When turned on, the GCW displays about four seconds of Linux boot process, then a clean and customizable icon-based interface. Most emulators offer their own configuration options, including save states. I spent many hours playing the prerequisite games, from 8-bit Super Mario Bros., Castlevania and Zelda, to Out Run, Ghouls ‘n Ghosts, and of course, Metal Slug. While console and handheld are generally solid, as with most arcade emulation your mileage will vary. Even Sega CD games like Popful Mail play great once the appropriate bios files are present (in the case of the emulator PicoDrive, in the hidden .picodrive folder of course!).

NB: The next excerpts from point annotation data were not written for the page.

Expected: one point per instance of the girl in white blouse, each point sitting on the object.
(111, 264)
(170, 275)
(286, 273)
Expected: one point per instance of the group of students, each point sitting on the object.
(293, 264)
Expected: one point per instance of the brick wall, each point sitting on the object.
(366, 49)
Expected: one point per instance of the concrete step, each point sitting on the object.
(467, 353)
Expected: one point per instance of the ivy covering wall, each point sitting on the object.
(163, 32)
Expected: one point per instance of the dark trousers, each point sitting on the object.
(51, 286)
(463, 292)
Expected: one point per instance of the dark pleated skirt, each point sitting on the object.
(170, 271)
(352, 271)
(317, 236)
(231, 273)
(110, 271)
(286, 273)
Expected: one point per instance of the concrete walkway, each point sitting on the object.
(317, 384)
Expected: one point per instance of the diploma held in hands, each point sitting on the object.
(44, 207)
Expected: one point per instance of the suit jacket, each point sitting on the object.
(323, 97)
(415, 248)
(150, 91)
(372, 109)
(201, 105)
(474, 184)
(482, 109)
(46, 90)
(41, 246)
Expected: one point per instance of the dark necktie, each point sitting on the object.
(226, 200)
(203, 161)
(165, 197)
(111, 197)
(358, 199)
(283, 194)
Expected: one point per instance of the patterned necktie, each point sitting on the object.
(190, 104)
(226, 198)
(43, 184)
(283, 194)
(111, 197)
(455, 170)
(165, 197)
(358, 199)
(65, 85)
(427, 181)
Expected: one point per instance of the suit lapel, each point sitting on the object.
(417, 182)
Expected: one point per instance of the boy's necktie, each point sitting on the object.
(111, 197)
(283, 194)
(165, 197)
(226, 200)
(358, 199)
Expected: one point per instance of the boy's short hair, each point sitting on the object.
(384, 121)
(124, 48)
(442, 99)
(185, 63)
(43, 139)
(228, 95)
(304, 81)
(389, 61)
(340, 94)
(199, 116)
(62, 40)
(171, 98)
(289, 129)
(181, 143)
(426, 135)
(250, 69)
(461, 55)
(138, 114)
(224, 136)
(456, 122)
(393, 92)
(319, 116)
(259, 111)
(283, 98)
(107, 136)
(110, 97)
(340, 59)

At the top of my wish list would be a larger screen, and two analog sticks rather than the one, along with wider analog support. The build quality is pretty decent but could be improved, though I realize this would drive up the cost. I had the sticky gamepad issue that seemed to plague many early units, which graphite lubricant fixed (just don’t get it on the screen’s plastic cover). A real sleep mode rather than the screen simply turning off would be nice, hopefully coming later through a firmware update.

And I see a value in more homebrew games, especially if Justin Barwick hopes to give the GCW an air of legitimacy. A rather good demo of the yet-to-be-released platformer Unnamed Monkey Game is included, which plays a bit like a sea green Super Mario Bros. There are several others but most seem comparable to mediocre iOS creations rather than the allure of a Game Boy adventure.

The GCW is a fun and promising device. Sometimes I just stare at it in my hands, amazed at its versatility, the power to put entire catalogs from dozens of gaming systems in your pocket. Maybe this much range and potential clouds one’s vision in a way, almost too good to be true. For some folks, the effort required, not to mention the ethical ambiguities, may dampen some of the GCW’s shine. But that’s ok, there are numerous next-gen Mario Bros. games for sale, and I love them too.